Veteran filmmaker Patricia Rozema says she’s just ‘getting started’
Posted September 6, 2018 11:56 am.
Last Updated September 6, 2018 12:40 pm.
This article is more than 5 years old.
TORONTO – It’s been more than three decades since Patricia Rozema stormed the film world with her feature debut “I’ve Heard the Mermaids Singing” but the Canadian director says it’s only now that she feels her career “getting started.”
“I feel the difference now. I feel that all of these studio executives are going, ‘Oh my God, we didn’t have any women directing anything forever. Man, we better get a woman. Who can find one?'” she chuckles while discussing the impact of the #MeToo movement.
“I now feel this difference when I go into a meeting — they want me to be good.”
Rozema’s latest film, “Mouthpiece,” delves into the current debate about sexism, female identity and empowerment as it explores the inner life of a young woman reeling from the sudden death of her mother.
The story is based on the play of the same name, and stars the same two actresses from the stage production, who also wrote the avant-garde piece.
Norah Sadava and Amy Nostbakken say they wrote the script back in 2013, before the push for equity and inclusion became a dominant siren call for Hollywood.
Now they note that equity is a key theme of this year’s Toronto International Film Festival, where “Mouthpiece” was set to premiere Thursday.
Every time they’ve embarked on a new chapter of the play, something from the headlines has fuelled its feminist theme, Sadava notes wryly.
“The first time, Jian Ghomeshi was acquitted. The second time Donald Trump was elected and Hillary Clinton lost. The third time it was remounted, Harvey Weinstein and all this came out. Every time we’ve done it someone has said: ‘This! Now is the time this is important,'” Sadava says.
Rozema gushes over her film adaptation, which experiments with narrative, performance, genre and tone. That’s especially so with its unconventional heroine, a young woman plagued by self-doubt who is portrayed simultaneously by Sadava and Nostbakken.
The veteran director, whose varied credits include the period drama “Mansfield Park,” the real-life tragedy “Grey Gardens,” the post-apocalyptic drama “Into the Forest,” and premium TV dramas including HBO’s “In Treatment” and Amazon’s “Mozart in the Jungle,” says she relished the chance to push herself in new ways, calling her latest effort an “extravaganza.”
“I just feel freer than I’ve felt since I made my first film,” says Rozema.

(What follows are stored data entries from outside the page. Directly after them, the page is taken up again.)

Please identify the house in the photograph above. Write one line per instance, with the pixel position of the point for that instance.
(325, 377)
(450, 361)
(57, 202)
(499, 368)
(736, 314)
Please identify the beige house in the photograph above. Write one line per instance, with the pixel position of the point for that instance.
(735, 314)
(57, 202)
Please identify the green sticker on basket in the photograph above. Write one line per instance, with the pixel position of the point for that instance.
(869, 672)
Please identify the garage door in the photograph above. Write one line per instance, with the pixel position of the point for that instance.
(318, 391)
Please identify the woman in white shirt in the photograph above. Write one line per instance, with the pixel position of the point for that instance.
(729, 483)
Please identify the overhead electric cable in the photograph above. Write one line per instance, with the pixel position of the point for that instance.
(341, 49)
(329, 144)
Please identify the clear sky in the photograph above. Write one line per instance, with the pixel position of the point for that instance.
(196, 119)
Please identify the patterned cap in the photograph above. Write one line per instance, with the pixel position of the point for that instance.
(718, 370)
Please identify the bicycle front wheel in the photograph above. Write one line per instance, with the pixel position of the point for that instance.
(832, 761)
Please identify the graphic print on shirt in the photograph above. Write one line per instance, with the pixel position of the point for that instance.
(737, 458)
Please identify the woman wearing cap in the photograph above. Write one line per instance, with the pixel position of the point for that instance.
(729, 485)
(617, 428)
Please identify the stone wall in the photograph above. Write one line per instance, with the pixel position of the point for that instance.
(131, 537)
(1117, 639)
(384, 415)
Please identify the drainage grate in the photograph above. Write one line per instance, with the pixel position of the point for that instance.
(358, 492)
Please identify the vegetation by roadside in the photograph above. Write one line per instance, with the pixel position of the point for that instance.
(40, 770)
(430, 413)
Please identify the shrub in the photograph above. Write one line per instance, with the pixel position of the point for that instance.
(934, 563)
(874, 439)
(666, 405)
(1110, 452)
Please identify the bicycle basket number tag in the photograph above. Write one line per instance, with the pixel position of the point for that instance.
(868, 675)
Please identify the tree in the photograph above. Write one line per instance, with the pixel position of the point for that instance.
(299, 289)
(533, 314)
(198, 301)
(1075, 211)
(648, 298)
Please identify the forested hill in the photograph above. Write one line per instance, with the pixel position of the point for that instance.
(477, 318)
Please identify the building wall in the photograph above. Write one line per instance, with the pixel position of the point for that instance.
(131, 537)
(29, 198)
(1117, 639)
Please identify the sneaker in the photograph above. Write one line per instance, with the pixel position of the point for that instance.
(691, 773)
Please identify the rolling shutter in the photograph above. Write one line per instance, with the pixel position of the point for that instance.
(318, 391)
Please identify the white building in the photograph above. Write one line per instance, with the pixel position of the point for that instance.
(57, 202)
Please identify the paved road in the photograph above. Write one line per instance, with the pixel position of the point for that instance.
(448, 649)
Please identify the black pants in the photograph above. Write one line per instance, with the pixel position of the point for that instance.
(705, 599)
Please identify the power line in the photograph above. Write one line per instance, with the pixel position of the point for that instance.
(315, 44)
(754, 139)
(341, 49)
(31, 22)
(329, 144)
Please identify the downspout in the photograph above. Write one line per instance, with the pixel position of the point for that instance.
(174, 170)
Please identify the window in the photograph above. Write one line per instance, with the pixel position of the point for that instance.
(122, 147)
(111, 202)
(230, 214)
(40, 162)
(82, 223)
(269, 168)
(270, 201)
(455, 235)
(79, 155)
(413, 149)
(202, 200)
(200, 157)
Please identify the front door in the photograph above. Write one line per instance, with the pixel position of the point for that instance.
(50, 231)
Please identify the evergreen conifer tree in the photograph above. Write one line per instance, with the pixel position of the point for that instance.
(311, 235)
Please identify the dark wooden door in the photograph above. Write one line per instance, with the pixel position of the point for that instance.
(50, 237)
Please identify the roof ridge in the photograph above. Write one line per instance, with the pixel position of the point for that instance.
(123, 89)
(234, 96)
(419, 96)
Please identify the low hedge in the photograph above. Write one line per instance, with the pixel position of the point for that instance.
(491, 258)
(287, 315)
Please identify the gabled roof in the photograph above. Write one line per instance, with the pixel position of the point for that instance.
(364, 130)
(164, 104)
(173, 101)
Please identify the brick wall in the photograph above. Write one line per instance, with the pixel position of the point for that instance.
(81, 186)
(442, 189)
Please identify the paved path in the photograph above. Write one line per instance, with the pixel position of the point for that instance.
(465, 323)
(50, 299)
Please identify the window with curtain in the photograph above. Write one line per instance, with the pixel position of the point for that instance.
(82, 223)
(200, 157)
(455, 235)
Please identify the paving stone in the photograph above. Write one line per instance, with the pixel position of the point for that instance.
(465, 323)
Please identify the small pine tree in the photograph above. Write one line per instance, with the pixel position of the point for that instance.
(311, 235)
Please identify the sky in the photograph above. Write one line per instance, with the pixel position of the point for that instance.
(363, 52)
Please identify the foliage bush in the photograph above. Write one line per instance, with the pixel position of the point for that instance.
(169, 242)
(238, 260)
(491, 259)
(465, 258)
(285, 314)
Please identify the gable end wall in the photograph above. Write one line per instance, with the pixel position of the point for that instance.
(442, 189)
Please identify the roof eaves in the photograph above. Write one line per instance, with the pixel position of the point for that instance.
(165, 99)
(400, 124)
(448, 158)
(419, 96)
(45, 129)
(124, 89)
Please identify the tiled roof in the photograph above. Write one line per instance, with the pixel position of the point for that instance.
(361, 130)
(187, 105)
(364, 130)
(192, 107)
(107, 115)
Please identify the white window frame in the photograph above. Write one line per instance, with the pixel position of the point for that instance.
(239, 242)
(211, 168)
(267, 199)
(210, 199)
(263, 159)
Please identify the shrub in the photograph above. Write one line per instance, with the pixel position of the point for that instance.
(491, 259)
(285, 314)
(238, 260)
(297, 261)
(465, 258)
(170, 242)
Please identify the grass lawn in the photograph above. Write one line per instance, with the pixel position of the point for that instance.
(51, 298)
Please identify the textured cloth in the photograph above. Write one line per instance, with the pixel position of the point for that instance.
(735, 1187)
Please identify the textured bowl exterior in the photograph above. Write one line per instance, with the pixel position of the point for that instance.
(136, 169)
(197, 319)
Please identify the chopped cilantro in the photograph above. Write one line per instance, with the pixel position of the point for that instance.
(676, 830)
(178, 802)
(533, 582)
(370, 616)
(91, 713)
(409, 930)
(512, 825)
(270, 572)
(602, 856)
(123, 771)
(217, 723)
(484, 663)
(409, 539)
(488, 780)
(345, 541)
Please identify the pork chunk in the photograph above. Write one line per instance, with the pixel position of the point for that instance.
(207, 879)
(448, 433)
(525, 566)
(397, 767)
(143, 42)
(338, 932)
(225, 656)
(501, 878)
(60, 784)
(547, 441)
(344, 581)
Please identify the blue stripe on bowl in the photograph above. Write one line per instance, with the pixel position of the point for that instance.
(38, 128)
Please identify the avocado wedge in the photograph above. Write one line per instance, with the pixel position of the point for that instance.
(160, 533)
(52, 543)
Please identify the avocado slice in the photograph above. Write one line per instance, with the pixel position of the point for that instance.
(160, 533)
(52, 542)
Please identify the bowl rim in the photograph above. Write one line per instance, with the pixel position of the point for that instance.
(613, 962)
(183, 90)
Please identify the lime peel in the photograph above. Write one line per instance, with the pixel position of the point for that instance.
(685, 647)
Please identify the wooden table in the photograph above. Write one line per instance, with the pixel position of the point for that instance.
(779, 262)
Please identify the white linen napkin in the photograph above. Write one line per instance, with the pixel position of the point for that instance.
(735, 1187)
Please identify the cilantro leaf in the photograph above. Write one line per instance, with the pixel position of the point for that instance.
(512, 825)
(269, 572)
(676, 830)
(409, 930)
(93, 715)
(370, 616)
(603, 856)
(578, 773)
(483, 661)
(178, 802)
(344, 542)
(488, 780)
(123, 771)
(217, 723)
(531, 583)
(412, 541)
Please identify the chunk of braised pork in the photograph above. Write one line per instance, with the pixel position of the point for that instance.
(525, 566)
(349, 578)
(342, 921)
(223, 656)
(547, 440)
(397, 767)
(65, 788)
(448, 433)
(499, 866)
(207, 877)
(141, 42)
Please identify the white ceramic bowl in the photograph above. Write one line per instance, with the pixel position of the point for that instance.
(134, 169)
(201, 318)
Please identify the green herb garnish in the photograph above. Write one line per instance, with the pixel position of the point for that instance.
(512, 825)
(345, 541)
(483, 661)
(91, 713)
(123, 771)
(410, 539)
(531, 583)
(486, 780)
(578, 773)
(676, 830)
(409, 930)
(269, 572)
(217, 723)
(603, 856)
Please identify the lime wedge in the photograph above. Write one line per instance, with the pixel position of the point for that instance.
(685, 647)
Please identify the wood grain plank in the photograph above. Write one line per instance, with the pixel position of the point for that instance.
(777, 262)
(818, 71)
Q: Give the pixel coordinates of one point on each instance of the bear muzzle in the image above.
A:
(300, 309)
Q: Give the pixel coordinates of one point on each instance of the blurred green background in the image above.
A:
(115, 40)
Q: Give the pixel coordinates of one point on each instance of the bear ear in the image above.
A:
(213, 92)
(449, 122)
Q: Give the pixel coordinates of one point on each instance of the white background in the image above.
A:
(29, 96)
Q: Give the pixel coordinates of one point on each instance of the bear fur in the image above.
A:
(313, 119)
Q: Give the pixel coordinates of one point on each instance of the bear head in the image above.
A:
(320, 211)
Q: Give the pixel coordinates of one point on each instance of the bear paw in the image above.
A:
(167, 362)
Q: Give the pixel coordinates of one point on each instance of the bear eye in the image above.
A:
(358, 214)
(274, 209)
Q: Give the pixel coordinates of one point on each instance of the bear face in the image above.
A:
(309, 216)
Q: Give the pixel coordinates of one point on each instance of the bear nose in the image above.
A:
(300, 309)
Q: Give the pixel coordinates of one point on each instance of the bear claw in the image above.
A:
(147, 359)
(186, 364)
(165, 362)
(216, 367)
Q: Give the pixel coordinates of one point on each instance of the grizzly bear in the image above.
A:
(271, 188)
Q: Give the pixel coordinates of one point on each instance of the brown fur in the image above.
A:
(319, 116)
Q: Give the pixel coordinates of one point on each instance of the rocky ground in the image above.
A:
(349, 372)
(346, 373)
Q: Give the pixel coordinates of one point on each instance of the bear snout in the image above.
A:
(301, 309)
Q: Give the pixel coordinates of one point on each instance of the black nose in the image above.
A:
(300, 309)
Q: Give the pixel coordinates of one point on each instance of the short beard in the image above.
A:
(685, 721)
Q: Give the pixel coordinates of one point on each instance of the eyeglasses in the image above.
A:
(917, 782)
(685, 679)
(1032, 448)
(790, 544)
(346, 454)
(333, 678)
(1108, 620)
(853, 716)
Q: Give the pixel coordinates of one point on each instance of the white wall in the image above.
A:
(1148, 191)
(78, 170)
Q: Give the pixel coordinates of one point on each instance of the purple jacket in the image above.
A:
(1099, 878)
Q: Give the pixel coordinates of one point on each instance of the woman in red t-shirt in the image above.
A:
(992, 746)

“Not to denigrate what’s gone before, but there’s something very, very playful about this one. I always regret not going far enough and this one I just tried to go as far as I could.”
Rozema’s gusto extends to her broader career aspirations, noting that Hollywood’s apparent awakening to gender disparity is opening doors she previously found closed to her.
“In the past, I’ve had this feeling like (they’d say): ‘OK, what kind of woman stuff, what kind of woman-y thing are you going to come up with now?’ There’d been a kind of resistance in the past,” says Rozema.
But now, she senses a newfound openness to her work, “which is a very different feeling and I love it and I welcome it and I think, ‘Where were you when I was 30?'”
While Rozema is known for more indie, small-budget fare, she says she’s ready to play in a bigger sandbox.
“I love technology, I love CGI, I love magic realism, I love helicopter shots, I really do love some of the expensive toys of filmmaking. I haven’t had it in my tool kit because I’ve had female leads and the general idea was that, ‘Well, that doesn’t sell,'” she says.
“I’m just getting started. I’ve tried all these different tones — the comedy, the suspense, the apocalyptic, and now this, whatever this is, I don’t know what to call it, and now I feel like, ‘Oh, OK.’ Now, I actually feel like I can really play. So that’s my plan.”
The Toronto International Film Festival runs through Sept. 16.